GM’s Barnas said the automaker continues to keep dealers informed of the situation and is “working to provide them with as many in-demand products as possible.”
Still, the chip shortage means dealers might have to get used to operating on lower inventories in the future, Barra said Wednesday.
“We will never go back to that inventory we had pre-pandemic because we’ve learned how to get the right vehicle to the right dealer and customer at the right time without having to have deep inventory on their lot,” Barra said, adding she’s had dealers email her pictures of their empty lots.

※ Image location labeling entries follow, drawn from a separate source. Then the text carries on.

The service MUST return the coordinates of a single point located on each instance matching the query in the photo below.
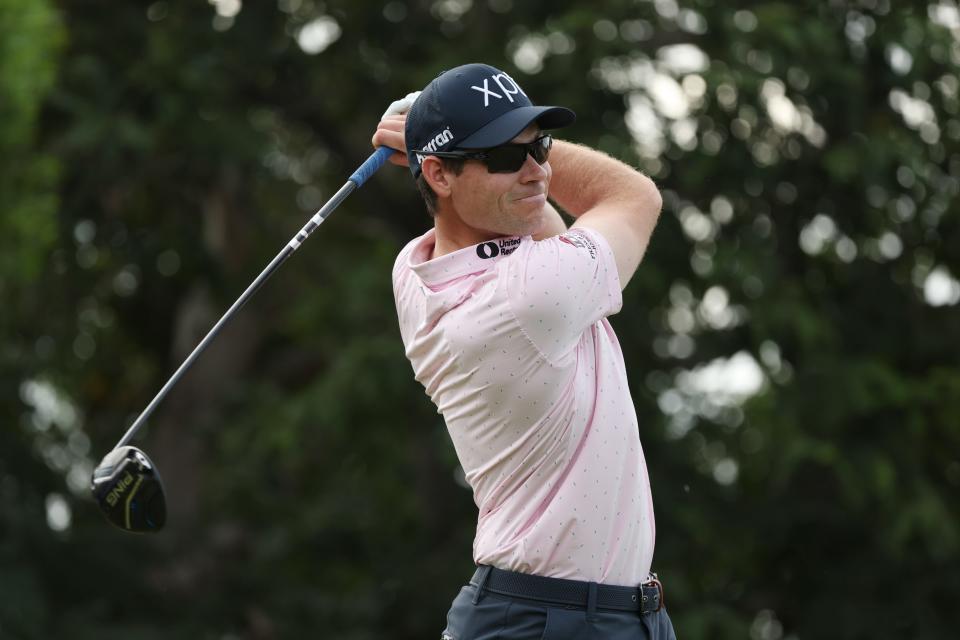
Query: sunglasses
(507, 158)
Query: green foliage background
(158, 155)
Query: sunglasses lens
(510, 157)
(540, 149)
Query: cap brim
(507, 126)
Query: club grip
(371, 165)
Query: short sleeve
(561, 286)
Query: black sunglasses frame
(494, 159)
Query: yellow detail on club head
(133, 492)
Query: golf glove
(401, 106)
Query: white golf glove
(401, 106)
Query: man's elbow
(647, 199)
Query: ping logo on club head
(507, 85)
(117, 492)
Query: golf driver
(126, 483)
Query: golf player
(503, 313)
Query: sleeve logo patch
(580, 241)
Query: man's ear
(436, 176)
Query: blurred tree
(792, 337)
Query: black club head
(128, 489)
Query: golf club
(126, 484)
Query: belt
(574, 594)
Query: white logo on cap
(507, 85)
(436, 141)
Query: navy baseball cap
(474, 106)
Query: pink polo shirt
(510, 340)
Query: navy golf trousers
(503, 605)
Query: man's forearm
(554, 226)
(584, 178)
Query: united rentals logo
(504, 246)
(436, 142)
(507, 85)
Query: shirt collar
(473, 259)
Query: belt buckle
(655, 581)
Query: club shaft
(367, 169)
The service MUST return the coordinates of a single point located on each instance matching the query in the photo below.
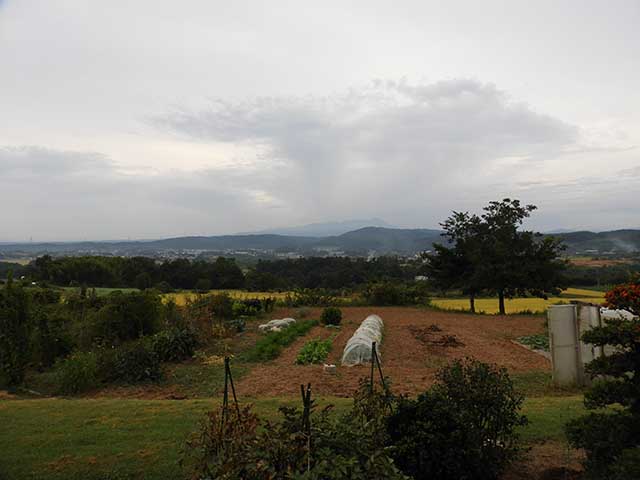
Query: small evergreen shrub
(314, 351)
(331, 316)
(77, 373)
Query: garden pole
(373, 349)
(225, 398)
(384, 385)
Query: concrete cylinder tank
(564, 344)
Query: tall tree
(13, 333)
(490, 253)
(454, 267)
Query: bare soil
(547, 461)
(407, 360)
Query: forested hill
(379, 240)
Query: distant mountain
(363, 241)
(325, 229)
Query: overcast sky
(145, 119)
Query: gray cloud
(409, 153)
(384, 149)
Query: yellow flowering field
(181, 297)
(490, 305)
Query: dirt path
(410, 363)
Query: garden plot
(410, 362)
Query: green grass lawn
(120, 438)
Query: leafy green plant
(137, 362)
(388, 293)
(538, 342)
(314, 351)
(77, 373)
(235, 445)
(174, 345)
(269, 347)
(463, 427)
(331, 316)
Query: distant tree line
(223, 273)
(136, 272)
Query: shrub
(538, 341)
(203, 285)
(626, 297)
(137, 362)
(327, 448)
(164, 287)
(77, 373)
(14, 305)
(314, 351)
(174, 345)
(463, 427)
(606, 437)
(387, 293)
(331, 316)
(269, 347)
(312, 297)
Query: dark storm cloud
(407, 144)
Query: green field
(124, 438)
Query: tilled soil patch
(410, 362)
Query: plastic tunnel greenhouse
(358, 348)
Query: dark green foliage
(50, 337)
(608, 437)
(77, 373)
(314, 351)
(538, 341)
(462, 428)
(125, 316)
(203, 285)
(269, 347)
(14, 334)
(388, 293)
(489, 253)
(174, 344)
(330, 448)
(137, 272)
(136, 362)
(310, 298)
(627, 465)
(331, 316)
(330, 273)
(163, 287)
(604, 437)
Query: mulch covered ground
(411, 351)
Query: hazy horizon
(149, 120)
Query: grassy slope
(117, 438)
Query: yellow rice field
(490, 305)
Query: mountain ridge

“We’ve learned a lot. Our dealers have been very agile and we have tools that GM developed that has helped dealers have visibility as to what vehicles are coming to their lot and when,” Barra said. “We will run at a lower level of inventory, not a lot lower because a consumer does like to come to a dealership and be able to drive off a lot in a new car, but we can be more efficient.”
‘A sellers’ market’
In the meantime, the laws of supply and demand work in dealers’ favor.
“It’s a sellers’ market with very little room for negotiation,” Coleman said. “Most of our vehicles are still not close to sticker, but that’s because of the employee pricing that happens in metro Detroit.”
Wall Street views the situation similarly. The industry has an average supply of a record low 33 days, wrote Adam Jonas, an analyst for Morgan Stanley, in a research note on May 4. Ford and GM lead the industry in terms of vehicles taken out of the production schedule, according to AutoForecast Solutions. It said Ford is projected to have 362,663 fewer vehicles produced this year and GM to have 326,651 fewer vehicles built.
But consumer demand for new cars is robust, so “amid a semi chip shortage, the question now turns to whether we potentially run out of cars?” Jonas wrote in the research note.
Still, the timing of the chip shortage, along with increased demand for new cars, is “the most favorable supply/demand situation at the manufacturer and dealer level in living memory,” Jonas wrote.
Auto credit is thriving by almost all accounts, too, meaning many automakers are enjoying record high pricing, strong residual values and financial services profitability.
“It’s hard to imagine a better environment with which to pass through the impact of supply shock and price inflation to consumers who are effectively lining up to take delivery of their new car off the car carrier,” Jonas wrote. “The story of 2021 is: It’s a seller’s market in autos. We can make up for most of the shortages/inflation this year. What we can’t make up this year, we can rather easily make up for next year.”